How do you solve this: if 24.0 L of O2 burns completely a sample of carbon disulfide, how many grams of sulfur dioxide will be produced at 15 degrees celcius at a pressure of 1.3 atm? (the answer is 45.7 g).

CS2 + 3CO2 -> CO2 + 2SO2

4 answers

I am assuming you meant 24.0L of CO2 not O2.
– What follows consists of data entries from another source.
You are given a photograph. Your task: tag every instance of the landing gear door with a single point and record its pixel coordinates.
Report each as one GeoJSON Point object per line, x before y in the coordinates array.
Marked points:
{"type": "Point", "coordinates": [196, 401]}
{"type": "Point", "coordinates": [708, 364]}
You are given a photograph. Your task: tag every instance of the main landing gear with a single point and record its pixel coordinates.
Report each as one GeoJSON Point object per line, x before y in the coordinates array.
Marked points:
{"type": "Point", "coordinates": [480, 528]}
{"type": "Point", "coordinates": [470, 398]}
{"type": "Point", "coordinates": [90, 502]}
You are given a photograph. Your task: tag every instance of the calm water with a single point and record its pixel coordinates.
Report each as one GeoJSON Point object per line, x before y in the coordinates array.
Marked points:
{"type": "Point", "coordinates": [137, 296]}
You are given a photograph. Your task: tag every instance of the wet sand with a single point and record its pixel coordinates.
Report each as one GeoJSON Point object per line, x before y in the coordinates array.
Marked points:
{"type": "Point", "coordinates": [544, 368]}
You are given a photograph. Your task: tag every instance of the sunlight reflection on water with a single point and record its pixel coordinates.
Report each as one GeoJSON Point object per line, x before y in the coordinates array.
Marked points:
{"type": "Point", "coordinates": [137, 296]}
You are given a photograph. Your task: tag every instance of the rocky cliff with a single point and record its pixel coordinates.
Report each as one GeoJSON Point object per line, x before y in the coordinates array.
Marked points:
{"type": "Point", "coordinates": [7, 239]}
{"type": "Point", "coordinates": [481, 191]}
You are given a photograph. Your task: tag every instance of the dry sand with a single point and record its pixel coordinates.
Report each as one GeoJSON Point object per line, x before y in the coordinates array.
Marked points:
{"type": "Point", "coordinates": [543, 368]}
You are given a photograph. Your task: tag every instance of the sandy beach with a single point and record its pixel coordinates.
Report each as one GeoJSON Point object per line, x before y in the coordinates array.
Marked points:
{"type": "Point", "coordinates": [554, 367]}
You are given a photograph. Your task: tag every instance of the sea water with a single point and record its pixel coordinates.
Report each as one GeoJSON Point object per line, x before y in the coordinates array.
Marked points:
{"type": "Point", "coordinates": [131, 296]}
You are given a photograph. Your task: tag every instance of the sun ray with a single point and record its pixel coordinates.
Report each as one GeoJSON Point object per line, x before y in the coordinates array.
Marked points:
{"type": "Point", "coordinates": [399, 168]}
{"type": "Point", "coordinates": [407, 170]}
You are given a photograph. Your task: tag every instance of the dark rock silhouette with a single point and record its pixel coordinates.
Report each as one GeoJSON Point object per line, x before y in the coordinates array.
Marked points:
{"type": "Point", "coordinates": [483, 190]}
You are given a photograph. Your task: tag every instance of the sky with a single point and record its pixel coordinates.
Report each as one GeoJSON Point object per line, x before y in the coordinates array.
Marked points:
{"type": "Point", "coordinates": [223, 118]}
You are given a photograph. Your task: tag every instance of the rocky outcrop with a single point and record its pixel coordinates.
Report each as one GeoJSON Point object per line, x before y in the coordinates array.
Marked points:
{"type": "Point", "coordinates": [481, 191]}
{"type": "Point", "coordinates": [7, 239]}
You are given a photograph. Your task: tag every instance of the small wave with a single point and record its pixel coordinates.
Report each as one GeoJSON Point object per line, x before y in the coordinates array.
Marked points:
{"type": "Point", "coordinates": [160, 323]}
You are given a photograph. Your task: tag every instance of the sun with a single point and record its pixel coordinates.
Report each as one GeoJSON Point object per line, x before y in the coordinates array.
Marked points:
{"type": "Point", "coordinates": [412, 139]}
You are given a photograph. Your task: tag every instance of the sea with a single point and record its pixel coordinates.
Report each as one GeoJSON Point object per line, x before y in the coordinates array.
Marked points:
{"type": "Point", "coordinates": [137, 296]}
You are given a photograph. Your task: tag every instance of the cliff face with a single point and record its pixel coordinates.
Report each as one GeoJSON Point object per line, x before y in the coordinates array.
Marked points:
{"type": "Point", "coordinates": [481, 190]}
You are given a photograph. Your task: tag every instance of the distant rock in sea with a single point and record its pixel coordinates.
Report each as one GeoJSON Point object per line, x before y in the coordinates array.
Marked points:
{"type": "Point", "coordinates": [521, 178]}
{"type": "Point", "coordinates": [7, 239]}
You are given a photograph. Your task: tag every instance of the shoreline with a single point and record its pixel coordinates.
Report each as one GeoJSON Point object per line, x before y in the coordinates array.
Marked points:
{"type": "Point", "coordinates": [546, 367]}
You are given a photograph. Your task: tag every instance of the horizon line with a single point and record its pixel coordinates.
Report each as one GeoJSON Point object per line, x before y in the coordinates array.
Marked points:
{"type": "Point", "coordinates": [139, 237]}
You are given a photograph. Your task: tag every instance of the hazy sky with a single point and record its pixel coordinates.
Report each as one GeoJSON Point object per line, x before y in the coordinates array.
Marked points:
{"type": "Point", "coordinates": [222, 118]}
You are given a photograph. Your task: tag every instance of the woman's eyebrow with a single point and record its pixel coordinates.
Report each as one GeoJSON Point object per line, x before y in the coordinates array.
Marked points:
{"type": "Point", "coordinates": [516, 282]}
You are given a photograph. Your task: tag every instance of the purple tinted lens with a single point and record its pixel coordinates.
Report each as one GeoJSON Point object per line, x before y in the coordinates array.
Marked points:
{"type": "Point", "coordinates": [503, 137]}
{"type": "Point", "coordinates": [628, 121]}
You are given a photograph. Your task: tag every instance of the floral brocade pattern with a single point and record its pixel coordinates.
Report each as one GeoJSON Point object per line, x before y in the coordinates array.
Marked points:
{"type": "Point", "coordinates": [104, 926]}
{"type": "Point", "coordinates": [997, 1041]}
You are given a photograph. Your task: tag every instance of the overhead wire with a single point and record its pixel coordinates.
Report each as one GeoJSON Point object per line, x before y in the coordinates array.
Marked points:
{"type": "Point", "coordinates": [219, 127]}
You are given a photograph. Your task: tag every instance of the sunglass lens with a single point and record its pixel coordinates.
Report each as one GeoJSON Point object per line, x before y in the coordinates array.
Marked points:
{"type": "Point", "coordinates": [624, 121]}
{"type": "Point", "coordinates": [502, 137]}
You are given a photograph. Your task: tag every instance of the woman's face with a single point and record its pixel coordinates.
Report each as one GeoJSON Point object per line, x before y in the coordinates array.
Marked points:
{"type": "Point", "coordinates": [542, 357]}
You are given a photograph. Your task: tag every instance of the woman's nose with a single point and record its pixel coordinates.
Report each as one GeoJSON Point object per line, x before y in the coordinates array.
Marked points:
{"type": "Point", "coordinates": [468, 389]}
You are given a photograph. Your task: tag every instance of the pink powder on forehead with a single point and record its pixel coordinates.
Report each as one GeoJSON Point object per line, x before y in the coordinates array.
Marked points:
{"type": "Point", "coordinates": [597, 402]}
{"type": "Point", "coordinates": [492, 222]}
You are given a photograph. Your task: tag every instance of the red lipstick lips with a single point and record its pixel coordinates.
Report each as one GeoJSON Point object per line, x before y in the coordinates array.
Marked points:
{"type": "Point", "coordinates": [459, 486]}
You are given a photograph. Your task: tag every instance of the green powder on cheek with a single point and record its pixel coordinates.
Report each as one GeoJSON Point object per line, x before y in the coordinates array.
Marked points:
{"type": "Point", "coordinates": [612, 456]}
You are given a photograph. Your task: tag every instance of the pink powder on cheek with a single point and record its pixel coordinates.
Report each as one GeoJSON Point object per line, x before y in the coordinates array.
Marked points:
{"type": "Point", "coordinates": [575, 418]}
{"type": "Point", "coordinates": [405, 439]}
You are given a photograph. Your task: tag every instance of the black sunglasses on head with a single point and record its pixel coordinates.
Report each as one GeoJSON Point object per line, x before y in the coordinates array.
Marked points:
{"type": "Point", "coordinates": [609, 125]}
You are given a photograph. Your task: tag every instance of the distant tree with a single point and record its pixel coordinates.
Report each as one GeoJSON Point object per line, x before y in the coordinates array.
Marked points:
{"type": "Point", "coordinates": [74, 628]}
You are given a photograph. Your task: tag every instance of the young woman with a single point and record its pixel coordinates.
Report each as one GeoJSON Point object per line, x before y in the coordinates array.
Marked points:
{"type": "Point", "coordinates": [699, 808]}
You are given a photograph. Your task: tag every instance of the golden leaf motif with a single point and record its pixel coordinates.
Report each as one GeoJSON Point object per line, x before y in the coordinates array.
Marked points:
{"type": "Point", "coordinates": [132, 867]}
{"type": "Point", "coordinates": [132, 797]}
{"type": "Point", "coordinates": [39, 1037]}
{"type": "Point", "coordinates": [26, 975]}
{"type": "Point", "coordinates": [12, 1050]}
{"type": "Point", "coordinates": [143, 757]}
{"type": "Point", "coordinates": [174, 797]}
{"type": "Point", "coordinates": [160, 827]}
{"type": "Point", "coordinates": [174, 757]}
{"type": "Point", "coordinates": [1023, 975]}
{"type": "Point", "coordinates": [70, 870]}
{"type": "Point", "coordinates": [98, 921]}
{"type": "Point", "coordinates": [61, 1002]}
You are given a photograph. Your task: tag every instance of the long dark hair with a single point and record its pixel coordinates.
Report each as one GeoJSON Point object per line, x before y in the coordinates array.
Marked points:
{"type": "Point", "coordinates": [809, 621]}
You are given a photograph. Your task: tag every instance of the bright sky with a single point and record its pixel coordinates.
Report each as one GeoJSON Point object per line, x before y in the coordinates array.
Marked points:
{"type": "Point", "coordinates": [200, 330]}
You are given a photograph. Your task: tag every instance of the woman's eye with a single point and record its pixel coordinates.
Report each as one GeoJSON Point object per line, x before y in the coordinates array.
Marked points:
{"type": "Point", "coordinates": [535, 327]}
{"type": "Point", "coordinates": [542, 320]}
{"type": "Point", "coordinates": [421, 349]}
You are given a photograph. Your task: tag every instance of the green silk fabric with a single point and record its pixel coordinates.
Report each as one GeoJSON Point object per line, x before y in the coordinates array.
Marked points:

Use the following formula:

PV=nRT

Where

P=1.3 atm
V=24.0L
n=?
R=0.08205746
T=273.15 + 15=288.15 K

Solve for moles of O2

moles of CO2=n=PV/RT

******1 moles of CO2=2 moles of SO2

moles of CO2*(2 moles of SO2/1 mole of CO2)= moles of SO2

moles of SO2*(64.066 g/mol)= mass of SO2
I made a typo,

it should say

******3 moles of CO2=2 moles of SO2

moles of CO2*(2 moles of SO2/3 mole of CO2)= moles of SO2

moles of SO2*(64.066 g/mol)= mass of SO2

But when I punch in the numbers I am not getting 45.7g but I am getting about 56 g. So, I am not sure about this problem.
the equation is supposed to say:

CS2 + 3O2 -> CO2 + 2SO2

* O2 not 3CO2
Still doesn't change my overall answer.